Aggregation of multi-item measures

Where a survey includes more than one question about subjective well-being, a key reporting decision for data producers will be whether to report responses to each question separately, or alternatively to aggregate some questions into broader multi-item measures. Single-item life evaluation questions are most often reported as stand-alone headline measures.12 However, in addition to the single-item life evaluation primary indicator, the suite of question modules proposed in Chapter 3 also includes several multi-item measures intended to capture evaluative, affective (or hedonic), eudaimonic and domain- specific aspects of subjective well-being.

Although there may be value in looking at responses to individual questions or scale items in more detailed analyses, it is desirable to summarise longer multi-item measures, particularly for the purposes of reporting outcomes to the general public. Furthermore, summing responses across multiple items should generally produce more reliable estimates of subjective phenomena, reducing some of the impact of random measurement error on mean scores - such as may result from problems with question wording, comprehension and interpretation or bias associated with a single item. However, whilst summing responses across different life evaluation questions should pose relatively few problems, affect and eudaimonia are by nature more multidimensional constructs, and thus there is a greater risk of information loss when data are aggregated.

Box 4.3. Distribution of subjective well-being among OECD and emerging countries

(OECD, 2011a)

In How’s Life?, the OECD used the gap between the 10th and 90th percentiles as a measure of distribution (the “90/10 gap”). Conceptually similar to the interquartile range, the 90/10 gap was used because the clustered nature of life satisfaction responses meant that the interquartile range provided little to distinguish between countries.

Figure 4.3. Inequality in life satisfaction in OECD and emerging economies, 2010

Point difference between the 90th percentile and the 10th percentile

Source: GallupWorld Poll data, reported in How's Life? (OECD, 2011a).

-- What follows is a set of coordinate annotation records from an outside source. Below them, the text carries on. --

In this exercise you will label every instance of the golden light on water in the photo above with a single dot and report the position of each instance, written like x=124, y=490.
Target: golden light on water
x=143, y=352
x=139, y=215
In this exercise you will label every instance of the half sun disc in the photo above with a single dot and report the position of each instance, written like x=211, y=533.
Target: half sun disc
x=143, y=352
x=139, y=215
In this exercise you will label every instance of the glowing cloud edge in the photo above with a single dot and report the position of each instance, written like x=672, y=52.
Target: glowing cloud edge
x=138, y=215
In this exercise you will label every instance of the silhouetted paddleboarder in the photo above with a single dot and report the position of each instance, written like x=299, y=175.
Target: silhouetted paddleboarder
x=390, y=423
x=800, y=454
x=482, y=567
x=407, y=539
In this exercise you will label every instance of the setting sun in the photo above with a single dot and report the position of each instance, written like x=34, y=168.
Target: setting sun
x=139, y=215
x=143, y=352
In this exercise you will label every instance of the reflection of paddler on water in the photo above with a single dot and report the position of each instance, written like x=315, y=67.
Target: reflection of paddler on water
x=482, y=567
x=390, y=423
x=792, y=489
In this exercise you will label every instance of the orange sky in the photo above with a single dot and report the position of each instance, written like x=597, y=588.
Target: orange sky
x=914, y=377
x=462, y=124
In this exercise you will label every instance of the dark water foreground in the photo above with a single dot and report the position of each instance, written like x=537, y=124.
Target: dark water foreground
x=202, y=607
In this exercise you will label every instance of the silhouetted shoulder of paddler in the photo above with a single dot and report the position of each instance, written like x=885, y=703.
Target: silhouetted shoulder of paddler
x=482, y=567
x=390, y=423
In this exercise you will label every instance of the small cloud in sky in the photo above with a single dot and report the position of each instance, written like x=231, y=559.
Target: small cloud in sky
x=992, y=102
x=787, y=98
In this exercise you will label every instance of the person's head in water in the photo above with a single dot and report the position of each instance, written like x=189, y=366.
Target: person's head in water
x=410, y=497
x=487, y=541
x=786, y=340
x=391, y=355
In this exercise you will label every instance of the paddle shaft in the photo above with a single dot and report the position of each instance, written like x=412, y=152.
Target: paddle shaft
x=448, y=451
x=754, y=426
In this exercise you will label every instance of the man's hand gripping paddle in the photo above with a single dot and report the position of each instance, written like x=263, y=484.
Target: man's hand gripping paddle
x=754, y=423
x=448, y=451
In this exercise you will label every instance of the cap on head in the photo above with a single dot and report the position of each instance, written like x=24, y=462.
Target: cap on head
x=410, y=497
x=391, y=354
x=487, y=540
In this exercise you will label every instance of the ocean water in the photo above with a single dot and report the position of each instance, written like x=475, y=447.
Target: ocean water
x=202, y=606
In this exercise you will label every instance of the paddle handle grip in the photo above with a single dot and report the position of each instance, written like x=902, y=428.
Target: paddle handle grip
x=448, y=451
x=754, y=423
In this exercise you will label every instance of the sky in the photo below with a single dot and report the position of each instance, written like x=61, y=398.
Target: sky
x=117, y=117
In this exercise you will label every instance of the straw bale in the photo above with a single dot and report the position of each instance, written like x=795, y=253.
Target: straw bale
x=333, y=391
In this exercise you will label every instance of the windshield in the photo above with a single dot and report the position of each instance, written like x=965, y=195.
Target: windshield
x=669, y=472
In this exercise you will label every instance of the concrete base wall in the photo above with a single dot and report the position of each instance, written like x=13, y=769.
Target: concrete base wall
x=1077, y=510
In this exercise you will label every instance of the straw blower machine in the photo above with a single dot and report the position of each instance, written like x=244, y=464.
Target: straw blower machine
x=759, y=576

Options for aggregation, specific to each scale, include:

  • • Positive and negative affect: Where several items are used to examine experienced affect, most scales are designed such that one can calculate positive and negative affect subtotals for each respondent, summarising across items of similar valence. For example, in the core affect measure proposed in Module A of Chapter 3, positive affect is calculated as the average score (excluding missing values) for questions on “enjoyment” and “calm”, and negative affect is calculated as the average score for questions on “worry” and “sadness”. As with any summary measure, this risks some degree of data loss, particularly where affect dimensions can be factored into one or more sub-dimensions - for example, the high-arousal/low-arousal dimensions identified in the Circumplex model of mood (Russell, 1980; Russell, Lewicka and Niit, 1989; Larsen and Fredrickson, 1999). However, for the purposes of high-level monitoring of affect, examining summary measures will be more feasible than looking at each affect item individually, and the increased reliability of multi-item scales will be advantageous.
  • Affect balance: Positive and negative affect measures can be further summarised into a single “affect balance” score for each respondent by subtracting the mean average negative affect score from the mean average positive affect score. This can then in turn be reported as either a mean score (positive minus negative affect) or as a proportion of the population with net positive affect overall.

• Where information is available on the frequency of positive and negative affect experiences throughout the day, such as that provided by time-use studies, it is also possible to calculate the proportion of time that people spend in a state where negative affect dominates over positive affect. This is described as the “U-index” (Kahneman and Krueger, 2006), and again this can also be reported at the aggregate population level. Time-use data also enable the mean affect balance associated with different activities to be described (Table 4.3).

Table 4.3. Mean net affect balance by activity, from Kahneman et al. (2004)

Activity

Percentage of sample

Time spent (hours)

Net affect1

Intimate relations

11

0.21

4.74

Socialising after work

49

1.15

4.12

Dinner

65

0.78

3.96

Relaxing

77

2.16

3.91

Lunch

57

0.52

3.91

Exercising

16

0.22

3.82

Praying

23

0.45

3.76

Socialising at work

41

1.12

3.75

Watching TV

75

2.18

3.62

Phone at home

43

0.93

3.49

Napping

43

0.89

3.27

Cooking

62

1.14

3.24

Shopping

30

0.41

3.21

Computer at home

23

0.46

3.14

Housework

49

1.11

2.96

Childcare

36

1.09

2.95

Evening commute

62

0.62

2.78

Working

100

6.88

2.65

Morning commute

61

0.43

2.03

1. Net affect is the average of three positive adjectives (enjoyment, warm, happy) less the average of five negative adjectives (frustrated, depressed, angry, hassled, criticised).All the adjectives are reported on a 0-6 scale, ranging from “not at all” to “very much”. The “time spent” column is not conditional on engaging in the activity. The sample consists of 909 employed women inTexas.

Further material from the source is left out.